All of this goes to remind me how important good memories are and how we should try to hold onto them and celebrate them whenever we can. I certainly want to build good memories into my children's lives. Will they remember cherry chocolate cake and choose to make it for their kids some day? I hope so.

By the way, that cake was JUST as good as the way I remember it. There are not very many things one remembers from childhood that one can say that about. I was also relieved that after all my raving about this cake my daughter liked it to and asked for a second piece. I thought I'd include the recipe here, in case you want to try and make some sweet memories yourself...enjoy!
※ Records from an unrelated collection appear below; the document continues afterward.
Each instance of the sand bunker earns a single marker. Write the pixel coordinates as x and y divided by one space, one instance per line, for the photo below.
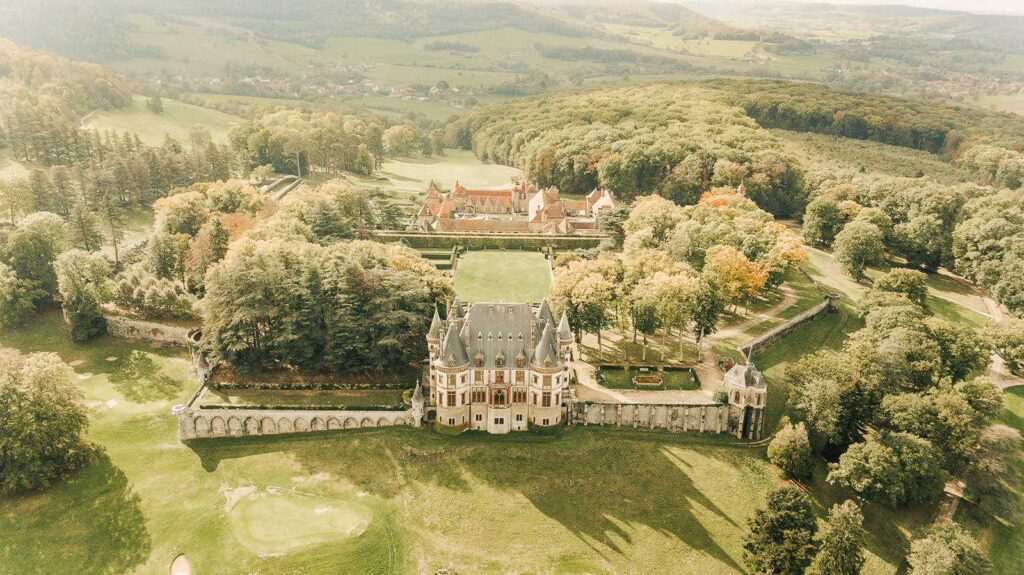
274 523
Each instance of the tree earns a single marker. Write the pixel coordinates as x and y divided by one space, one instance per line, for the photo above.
829 395
962 349
791 450
859 246
841 542
822 221
897 468
83 228
909 282
708 307
737 277
155 103
31 250
780 536
15 299
1009 342
84 284
946 549
42 423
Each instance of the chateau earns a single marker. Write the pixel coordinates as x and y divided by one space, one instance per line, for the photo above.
517 208
499 367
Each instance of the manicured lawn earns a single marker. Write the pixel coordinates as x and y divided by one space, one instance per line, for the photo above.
177 120
826 332
1004 536
620 379
325 398
394 500
498 275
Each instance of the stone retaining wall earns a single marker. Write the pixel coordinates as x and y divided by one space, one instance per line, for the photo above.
196 423
762 341
702 418
159 335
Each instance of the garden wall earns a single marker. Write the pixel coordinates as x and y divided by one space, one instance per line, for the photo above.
762 341
159 335
200 423
701 418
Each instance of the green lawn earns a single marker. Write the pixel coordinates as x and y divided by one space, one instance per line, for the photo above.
498 275
177 121
1004 537
324 398
394 500
621 379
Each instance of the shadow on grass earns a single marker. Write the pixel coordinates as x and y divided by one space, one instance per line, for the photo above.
597 485
95 517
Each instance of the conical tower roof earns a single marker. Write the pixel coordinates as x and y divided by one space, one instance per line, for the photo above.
434 333
564 333
454 352
545 314
546 346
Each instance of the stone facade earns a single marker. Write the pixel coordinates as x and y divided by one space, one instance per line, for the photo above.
748 399
712 417
196 423
159 335
499 367
518 208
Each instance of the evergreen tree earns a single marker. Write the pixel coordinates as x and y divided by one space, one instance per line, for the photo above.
841 542
780 536
83 228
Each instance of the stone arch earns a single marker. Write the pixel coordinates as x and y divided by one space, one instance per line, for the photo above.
217 427
285 426
202 427
268 427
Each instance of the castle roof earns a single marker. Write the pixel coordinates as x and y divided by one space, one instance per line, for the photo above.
744 377
496 334
546 350
564 333
454 352
434 333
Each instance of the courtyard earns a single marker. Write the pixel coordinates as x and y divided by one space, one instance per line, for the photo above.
502 275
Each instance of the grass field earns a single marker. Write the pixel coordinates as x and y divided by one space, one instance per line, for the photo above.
176 121
493 275
393 500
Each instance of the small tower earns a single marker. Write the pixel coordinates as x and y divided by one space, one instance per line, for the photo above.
434 335
748 398
419 404
565 338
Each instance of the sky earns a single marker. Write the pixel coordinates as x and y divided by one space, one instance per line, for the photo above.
985 6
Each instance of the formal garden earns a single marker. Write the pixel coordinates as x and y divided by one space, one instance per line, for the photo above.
502 275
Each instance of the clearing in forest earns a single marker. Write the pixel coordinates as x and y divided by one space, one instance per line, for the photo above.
498 275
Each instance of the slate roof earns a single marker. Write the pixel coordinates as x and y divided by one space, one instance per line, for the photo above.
494 332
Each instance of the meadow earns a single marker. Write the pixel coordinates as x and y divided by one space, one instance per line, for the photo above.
177 121
492 275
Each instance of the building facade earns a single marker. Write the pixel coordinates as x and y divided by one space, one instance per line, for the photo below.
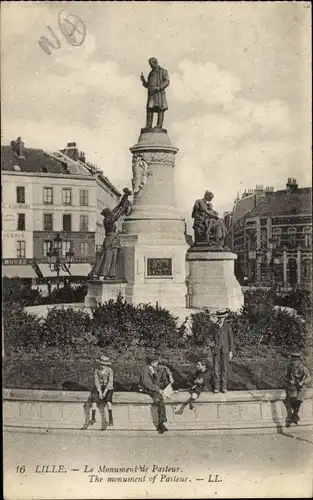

Cherry Chocolate Cake with Chocolate Glaze

  • Chocolate or Devil's Food cake mix (with or without pudding in the mix)
  • 2 eggs
  • 1 teaspoon almond extract
  • 1 can of cherry pie filling
Preheat oven to 350 degrees. Mix all of the ingredients together using an electric mixer until well combined (2-3 minutes.) [If you want large pieces of cherry in your cake then combine the first three ingredients first and fold in the pie filling afterward.] Grease a 9x13 sheet cake pan. Pour the batter into the prepared pan. Bake 30-35 minutes or until a toothpick inserted in the center comes out clean.

  • 1 cup sugar
  • 1/3 cup butter
  • 1/3 cup milk
  • 1 cup semi-sweet chocolate chips
While cake is cooling slightly, mix sugar, butter, and milk together in a saucepan. Stir constantly. Bring to a boil and keep boiling for 1 minute. Remove from heat and add chocolate chips with stirring. When all chips have melted pour the warm glaze over the still warm cake to completely cover the cake. Don't forget to lick the spoon!